🔓 Atlântico

Eu te amo sempre, no teu verde translúcido com arraias e tartarugas, na tua fúria alta e branca de espuma, no teu negrume ensimesmado que não é petróleo
19/12/2020

Já estivemos mais próximos, fisicamente misturados. Eu ouvia Leonard Cohen numa fita cassete enquanto te adivinhava no breu da noite dupla, como são duplas as noites dos mares e das matas. Era um desejo desacautelado de estar junto, mesmo que teu repuxo me levasse para longe demais da costa. Se rareava esse estar junto, eu simulava nosso elo lendo Hemingway, Joseph Conrad, Marguerite Duras.
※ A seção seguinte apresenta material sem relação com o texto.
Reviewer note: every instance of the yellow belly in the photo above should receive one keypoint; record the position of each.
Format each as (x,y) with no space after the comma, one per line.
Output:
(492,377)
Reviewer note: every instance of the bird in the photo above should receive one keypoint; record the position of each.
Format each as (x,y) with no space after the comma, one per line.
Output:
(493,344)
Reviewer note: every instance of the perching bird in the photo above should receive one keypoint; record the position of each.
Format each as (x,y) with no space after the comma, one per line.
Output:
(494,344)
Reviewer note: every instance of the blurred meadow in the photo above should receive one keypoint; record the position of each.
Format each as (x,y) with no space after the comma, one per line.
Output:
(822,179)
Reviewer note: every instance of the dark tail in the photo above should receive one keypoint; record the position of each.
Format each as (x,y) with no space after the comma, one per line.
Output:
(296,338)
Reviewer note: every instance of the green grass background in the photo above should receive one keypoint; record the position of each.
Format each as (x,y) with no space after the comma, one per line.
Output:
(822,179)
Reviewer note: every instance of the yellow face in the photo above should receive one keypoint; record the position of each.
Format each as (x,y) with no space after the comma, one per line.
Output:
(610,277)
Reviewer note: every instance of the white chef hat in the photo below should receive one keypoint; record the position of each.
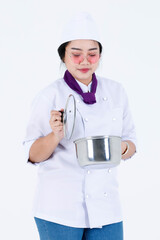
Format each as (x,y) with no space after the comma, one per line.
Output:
(80,26)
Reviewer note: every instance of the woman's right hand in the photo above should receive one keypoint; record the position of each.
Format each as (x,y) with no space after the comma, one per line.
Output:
(56,124)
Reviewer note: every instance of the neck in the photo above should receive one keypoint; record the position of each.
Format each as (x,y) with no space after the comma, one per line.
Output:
(84,81)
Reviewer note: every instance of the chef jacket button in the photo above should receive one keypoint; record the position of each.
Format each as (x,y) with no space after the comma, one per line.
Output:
(86,119)
(105,194)
(105,98)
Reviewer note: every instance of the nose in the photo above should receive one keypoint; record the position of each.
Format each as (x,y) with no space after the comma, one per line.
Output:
(85,60)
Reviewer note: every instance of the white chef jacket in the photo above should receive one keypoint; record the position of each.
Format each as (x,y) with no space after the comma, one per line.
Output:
(68,194)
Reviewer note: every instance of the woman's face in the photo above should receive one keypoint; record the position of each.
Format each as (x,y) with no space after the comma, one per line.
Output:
(82,59)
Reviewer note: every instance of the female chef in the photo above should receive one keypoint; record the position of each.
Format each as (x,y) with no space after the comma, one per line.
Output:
(71,202)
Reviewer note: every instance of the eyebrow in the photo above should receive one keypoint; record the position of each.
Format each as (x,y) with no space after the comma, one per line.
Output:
(79,49)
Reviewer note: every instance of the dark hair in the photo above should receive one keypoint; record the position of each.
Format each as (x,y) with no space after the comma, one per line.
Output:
(62,48)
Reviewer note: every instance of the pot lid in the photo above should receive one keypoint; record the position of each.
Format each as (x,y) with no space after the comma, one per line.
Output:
(69,116)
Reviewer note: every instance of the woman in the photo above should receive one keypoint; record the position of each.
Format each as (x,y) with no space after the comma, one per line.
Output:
(74,202)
Estive uma vez onde tua temperatura chamava os tubarões e nem fui à praia. Vi um assédio de navios que se acendiam à noite na linha do horizonte formando um cordão branco-amarelado e, também à noite, um pescador e seu barquinho quase fundidos no teu corpo como um antigo caso de amor selvagem.
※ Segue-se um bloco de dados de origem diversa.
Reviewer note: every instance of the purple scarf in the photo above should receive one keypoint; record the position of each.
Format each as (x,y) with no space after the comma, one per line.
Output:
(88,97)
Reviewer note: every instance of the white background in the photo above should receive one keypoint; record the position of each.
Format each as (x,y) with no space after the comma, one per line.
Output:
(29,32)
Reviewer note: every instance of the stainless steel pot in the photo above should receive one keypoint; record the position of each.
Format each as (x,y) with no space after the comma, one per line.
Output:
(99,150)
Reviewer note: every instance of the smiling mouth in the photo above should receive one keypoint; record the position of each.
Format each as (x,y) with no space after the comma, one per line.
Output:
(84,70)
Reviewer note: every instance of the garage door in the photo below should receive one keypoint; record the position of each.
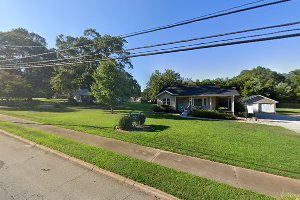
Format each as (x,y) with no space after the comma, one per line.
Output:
(267,108)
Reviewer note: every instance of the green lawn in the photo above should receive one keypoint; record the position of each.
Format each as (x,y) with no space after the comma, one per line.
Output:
(179,184)
(289,111)
(260,147)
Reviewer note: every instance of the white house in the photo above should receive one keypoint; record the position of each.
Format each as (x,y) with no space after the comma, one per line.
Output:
(201,97)
(260,104)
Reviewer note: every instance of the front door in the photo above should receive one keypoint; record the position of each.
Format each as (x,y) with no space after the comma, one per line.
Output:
(182,103)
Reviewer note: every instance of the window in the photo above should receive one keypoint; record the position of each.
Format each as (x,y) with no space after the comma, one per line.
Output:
(166,101)
(197,102)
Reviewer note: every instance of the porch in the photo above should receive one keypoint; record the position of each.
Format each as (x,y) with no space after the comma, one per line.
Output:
(221,103)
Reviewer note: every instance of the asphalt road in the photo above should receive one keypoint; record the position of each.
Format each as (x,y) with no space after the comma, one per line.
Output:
(32,174)
(285,121)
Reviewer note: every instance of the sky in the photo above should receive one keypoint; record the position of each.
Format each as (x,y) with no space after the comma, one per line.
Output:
(117,17)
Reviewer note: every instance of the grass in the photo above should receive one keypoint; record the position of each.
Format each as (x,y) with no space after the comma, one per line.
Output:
(179,184)
(289,111)
(260,147)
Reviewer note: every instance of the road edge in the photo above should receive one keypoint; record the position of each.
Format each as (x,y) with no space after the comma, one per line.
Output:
(139,186)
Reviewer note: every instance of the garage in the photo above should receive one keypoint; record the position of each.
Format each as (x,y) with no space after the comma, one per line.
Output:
(260,104)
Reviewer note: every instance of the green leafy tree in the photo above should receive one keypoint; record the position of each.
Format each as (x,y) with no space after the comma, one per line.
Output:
(257,81)
(111,84)
(293,79)
(159,80)
(69,78)
(38,79)
(13,86)
(283,91)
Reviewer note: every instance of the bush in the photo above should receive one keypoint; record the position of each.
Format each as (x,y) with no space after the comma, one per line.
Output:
(72,101)
(142,119)
(212,114)
(126,123)
(158,109)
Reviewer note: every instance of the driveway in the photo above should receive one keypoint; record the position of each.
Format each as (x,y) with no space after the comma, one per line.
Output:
(286,121)
(32,174)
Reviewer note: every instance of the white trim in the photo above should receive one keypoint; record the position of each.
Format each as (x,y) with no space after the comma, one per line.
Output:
(253,96)
(164,92)
(209,95)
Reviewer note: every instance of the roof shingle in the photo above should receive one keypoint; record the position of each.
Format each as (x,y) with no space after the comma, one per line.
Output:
(200,91)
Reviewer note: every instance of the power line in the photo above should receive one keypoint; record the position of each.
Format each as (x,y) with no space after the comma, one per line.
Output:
(169,43)
(219,45)
(224,40)
(177,50)
(210,16)
(17,46)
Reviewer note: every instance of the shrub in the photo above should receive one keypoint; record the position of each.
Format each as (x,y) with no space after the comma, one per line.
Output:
(212,114)
(158,109)
(142,119)
(125,123)
(72,101)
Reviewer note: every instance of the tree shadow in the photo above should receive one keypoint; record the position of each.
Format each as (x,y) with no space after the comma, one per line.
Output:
(35,109)
(159,128)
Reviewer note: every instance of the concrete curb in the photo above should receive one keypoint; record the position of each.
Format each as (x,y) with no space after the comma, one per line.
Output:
(158,194)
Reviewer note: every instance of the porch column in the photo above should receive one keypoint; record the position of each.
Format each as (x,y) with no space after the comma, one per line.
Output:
(232,105)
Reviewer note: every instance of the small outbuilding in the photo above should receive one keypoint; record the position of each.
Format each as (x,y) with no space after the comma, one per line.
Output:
(260,104)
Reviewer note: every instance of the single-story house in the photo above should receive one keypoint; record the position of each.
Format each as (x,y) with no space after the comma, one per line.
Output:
(198,97)
(260,104)
(83,96)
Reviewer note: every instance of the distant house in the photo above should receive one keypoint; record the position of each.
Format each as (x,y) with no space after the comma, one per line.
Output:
(260,104)
(202,97)
(83,96)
Quantos já envelheceram na tua frente, como eu. Quantos já te procuraram para começar ou terminar algo importante. Te encheram de palavras, lamentos, pedidos, miragens. Uma louca de lucidez chamada Estamira uma vez travou contigo uma impressionante contenda animal que foi filmada. Agora é minha filha que te ama e diz que te ama porque é uma carangueja. Eu te amo também, eu te amo sempre, no teu verde translúcido com arraias e tartarugas, na tua fúria alta e branca de espuma, no teu negrume ensimesmado que não é petróleo.
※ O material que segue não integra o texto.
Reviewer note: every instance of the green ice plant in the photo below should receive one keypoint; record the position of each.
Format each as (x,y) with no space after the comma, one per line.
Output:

Para resgatar aquele elo, se não te vejo, hoje leio Sophia. Mas se te vejo, se te escuto, não existe aí outra forma muito peculiar de mistura? Essa maresia pegada à pele, que sem alarde vai corroendo gigantescas estruturas, entra em mim e não corrói como faz aos edifícios, mas me organiza, me sereniza, põe ritmo nas minhas saudades. Quando viajo para te ver, agora, é para isto realmente que viajo, não mais que isto, para te ver, para te escutar, deixar que teu vaivém me leve a trabalhar sentimentos antes quase estagnados. Então será mesmo verdade que já estivemos mais próximos? Ou agora é apenas uma nova intimidade nossa?

Mariana Ianelli

Nasceu em São Paulo em 1979. Formada em jornalismo, mestre em literatura e crítica literária, estreou na poesia em 1999 com Trajetória de antes. Em 2013, estreou na crônica com Breves anotações sobre um tigre. É também autora de dois livros infantis. Desde agosto de 2018, edita a página Poesia Brasileira no Rascunho. Escreve quinzenalmente, aos sábados, na revista digital de crônicas Rubem.